— Ничего интересного. — Малика посмотрела на дымящийся кувшин. Если Кенеш притащила благовония, значит… — Мы уже в Ракшаде?

— У берегов Лунной Тверди, — сказала старуха и отправилась мыть ванную.

Галисия отложила ручку:

— Как ей удалось так сохраниться? Лицо древней бабки, фигура молодки.

— Что вы рисуете? — вяло поинтересовалась Малика, разглядывая дымок над кувшином.

Галисия протянула ей рисунок.

— Это я? — воскликнула Малика.

— Похожа?

— Очень похожа. Где вы научились рисовать?

— В художественной академии. Поэтому я не знала, что корабль — это плавучая территория страны. В художественной академии этому не учат.

— Я тоже не знала. Мне сказал Альхара.

— А хочешь, я нарисую…

Малика замерла, боясь услышать продолжение.

— Адэра, — произнесла Галисия.

— Нет.

— А Вилара?

— Нет.

Галисия пристроила папку на коленях, положила сверху чистый лист:

— Ты занималась с Виларом любовью?

— Любовью не занимаются. Любовью живут.

— Ладно. Спрошу иначе: ты спала с ним?

— Нет.

— Глупая. — Галисия постучала ручкой по листу. — Или хитрая.

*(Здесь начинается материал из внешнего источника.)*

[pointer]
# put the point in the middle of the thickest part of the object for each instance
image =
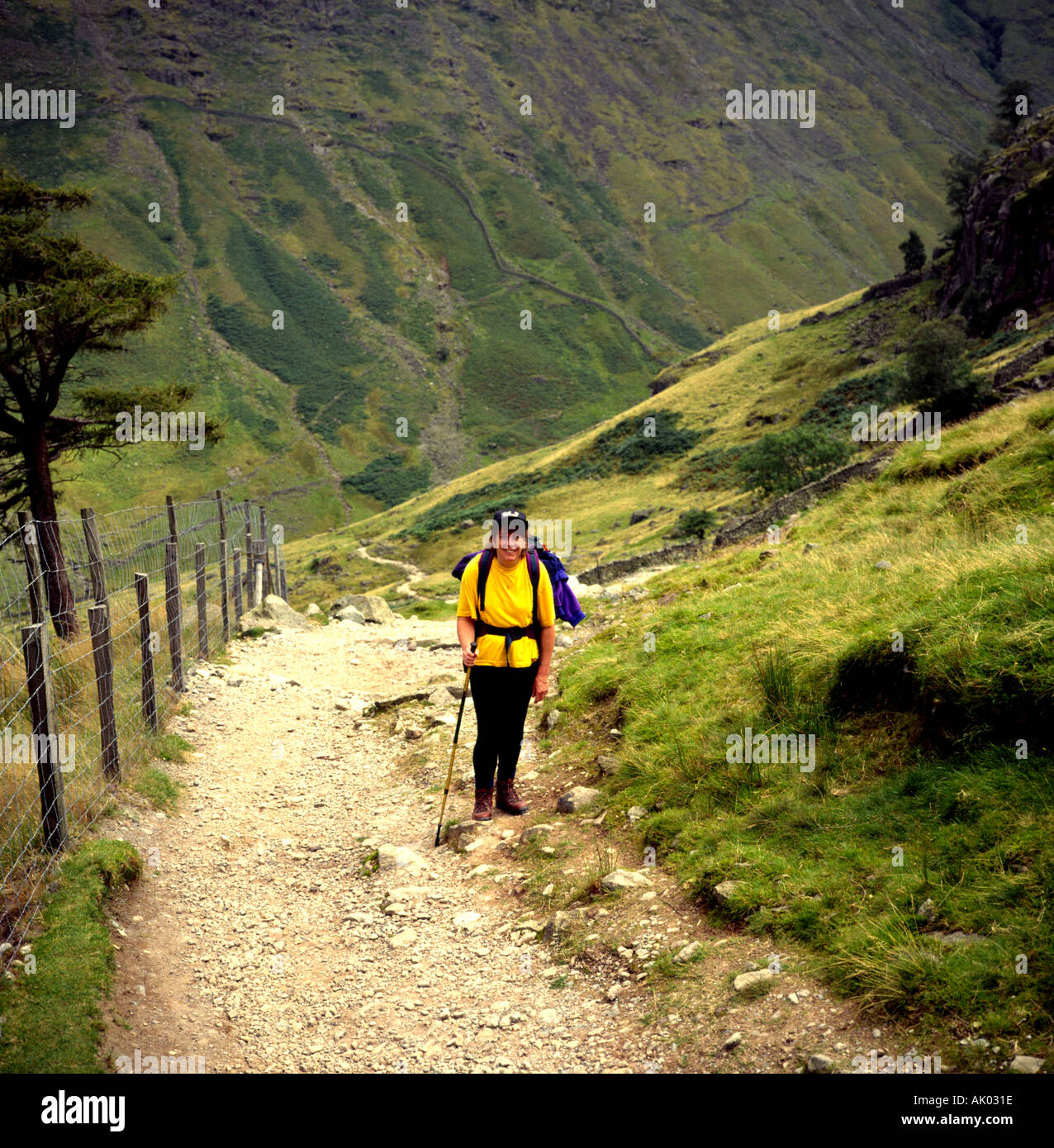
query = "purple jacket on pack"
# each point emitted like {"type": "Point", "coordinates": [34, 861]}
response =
{"type": "Point", "coordinates": [564, 600]}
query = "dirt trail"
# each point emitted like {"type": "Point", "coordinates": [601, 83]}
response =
{"type": "Point", "coordinates": [254, 941]}
{"type": "Point", "coordinates": [259, 939]}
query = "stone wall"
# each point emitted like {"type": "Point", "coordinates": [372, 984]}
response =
{"type": "Point", "coordinates": [611, 572]}
{"type": "Point", "coordinates": [801, 498]}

Малика улеглась на подушки и отвернулась к стене.

Утром их разбудил скрежет. Яркий свет ворвался в окно и овалом упал на ковёр — теперь ничто не загораживало солнце. Прильнув носами к стеклу, Малика и Галисия досадливо вздохнули: только море и небо.

— Шабира! — проговорила Кенеш торжественно. — Альхара приглашает тебя на палубу, чтобы ты посмотрела на Ракшаду.

— Что она сказала? — спросила Галисия, разглядывая чаек. — Я слышала: Ракшада. Мы уже приехали?

— Почти, — ответила Малика.

Кенеш вытащила из сундука несколько пар мягких туфель без задника и без каблука:

— Примеряй, шабира.

Малика бросила на старуху косой взгляд. Где она была со своими тапками, когда надо было бегать к Альхаре босиком и танцевать на ледяном полу? Но больше злилась на себя: почему не порылась во всех сундуках?

— Малика! Корабли! Посмотри, сколько их! — воскликнула Галисия, прижимая растопыренные пальцы к окну. — И яхты! Как красиво!

Кенеш развязала мешочек из расшитой серебром ткани, вытащила из него перламутровые покрывала и два ошейника: один серебряный, второй золотой.

— Их обязательно надевать сейчас? — спросила Малика срывающимся от волнения голосом.

Кенеш пальцем поманила Галисию, накинула покрывало ей на голову; ткань окутала дворянку до талии. Надела ей на шею серебряный ошейник и защёлкнула замок:

— Женщины снимают чаруш на ночь, когда остаются одни в личных покоях.

— Мне тяжело дышать! — вскрикнула Галисия и попыталась расстегнуть зажим.

Малика погладила её по спине:

— Успокойтесь, маркиза. Так надо. — И повернулась к Кенеш.

Старуха набросила на неё чаруш, заправила края под цепь с кулоном, застегнула на шее золотой зажим.

Галисию трясло.

— Ты говорила: «Встретить тяжёлые дни с достоинством». Мы в ошейниках. Какое же это достоинство? А если они посадят нас на цепь, как собак?

— Пусть только попробуют, — прошептала Малика, хватая ртом воздух. На рисунках зажим выглядел оригинальным украшением, пока не очутился на собственной шее.

В ожидании разрешения покинуть каюту они смотрели в окно и ничего не видели. Обеих терзали сомнения. Правильно ли поступила Малика, согласившись на это путешествие? Не обманулась ли в очередной раз Галисия, доверившись своему сердцу?

Вскоре они прошли за Альхарой по коридору, поднялись по трапу и ступили на безлюдную палубу. Горячий ветер поднял края чаруш, всколыхнул подолы платьев.

Солнце палило нещадно. На небе ни облачка. На волнах покачивались яхты. Между стоящими на рейде кораблями сновали буксиры, проплывали неповоротливые баржи. На берегу раскинулся огромный порт — множество утопающих в знойной дымке строений и причалов.